The dollar nudged up against the euro and yen on Monday, after rebounding last week following a series of comments from U.S. Federal Reserve officials who supported the case for more interest rate hikes. The remarks such as those from St. Louis President James Bullard raised prospects of more rate hikes than the market had anticipated. Such views helped the greenback recover from a knock earlier this month when the Fed halved its rate hike expectations to two from four this year. Major indexes remain well above their 2016 lows, thanks to evidence of a reviving U.S. economy and a sharp rebound in oil prices, even as stocks broke a five-week streak of gains on Thursday, their last trading day before a long holiday weekend. The March U.S. employment report and other key economic numbers next week could help U.S. stocks resume their recent winning path as long as that data hits the sweet spot: Not strong enough to add to worries about further interest rate hikes, yet not weak enough to cause concern about a recession. Data on Friday, a market holiday, showed the U.S. economic growth slowdown in the fourth quarter was not as sharp as previously estimated. Reports on the housing market could also draw investors' attention given recent sharp gains in homebuilder stocks. While the volatility that marked the start of the year has diminished and many strategists have adopted a cautiously optimistic outlook, the market seems to have paused. The Friday U.S. data showed that even as gross domestic product increased at a 1.4 percent annual rate instead of the previously reported 1.0 percent pace, corporate profits from current production fell $159.6 billion in the fourth quarter.

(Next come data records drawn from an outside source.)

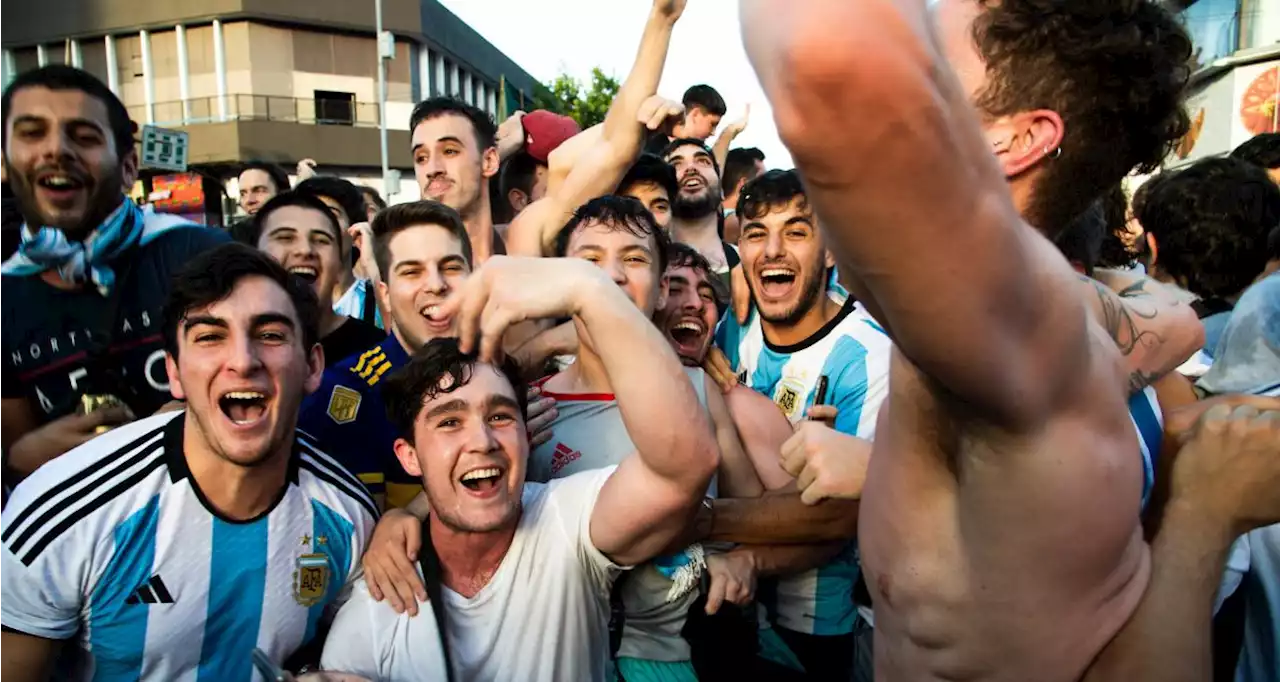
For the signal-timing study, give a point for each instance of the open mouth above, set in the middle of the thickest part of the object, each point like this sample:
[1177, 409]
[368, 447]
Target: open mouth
[243, 407]
[481, 480]
[776, 282]
[59, 183]
[305, 273]
[688, 333]
[433, 315]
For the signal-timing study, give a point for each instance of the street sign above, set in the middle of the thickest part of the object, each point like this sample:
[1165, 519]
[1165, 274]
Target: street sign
[163, 149]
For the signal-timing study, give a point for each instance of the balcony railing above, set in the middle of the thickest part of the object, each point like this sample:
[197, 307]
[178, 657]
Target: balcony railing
[311, 111]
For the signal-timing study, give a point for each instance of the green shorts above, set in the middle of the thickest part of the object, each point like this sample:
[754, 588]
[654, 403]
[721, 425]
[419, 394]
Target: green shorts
[632, 669]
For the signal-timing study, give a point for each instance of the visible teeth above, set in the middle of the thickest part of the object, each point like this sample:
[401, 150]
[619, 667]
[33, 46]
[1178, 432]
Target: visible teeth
[481, 474]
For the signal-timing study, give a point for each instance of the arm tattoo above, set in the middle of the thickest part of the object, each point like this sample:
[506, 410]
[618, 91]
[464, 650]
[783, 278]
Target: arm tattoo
[1123, 314]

Oil prices rose in early Asian trading on Monday after a three-day break, but volumes were thin as a number of markets remain on holiday for Easter. Declining U.S. oil output and strong gasoline demand were responsible for some of that recovery, but the bulk of it was powered by major producers' plans to freeze output at January's highs. Producers are due to meet on April 17 to discuss the plan. Organization of the Petroleum Exporting Countries (OPEC)member Iraq's oil exports have held steady so far in March, according to loading data and industry sources, halting for now the rapid supply growth from the country.Baghdad has given verbal support to the initiative by OPEC and outside producers to freeze output to try to boost prices.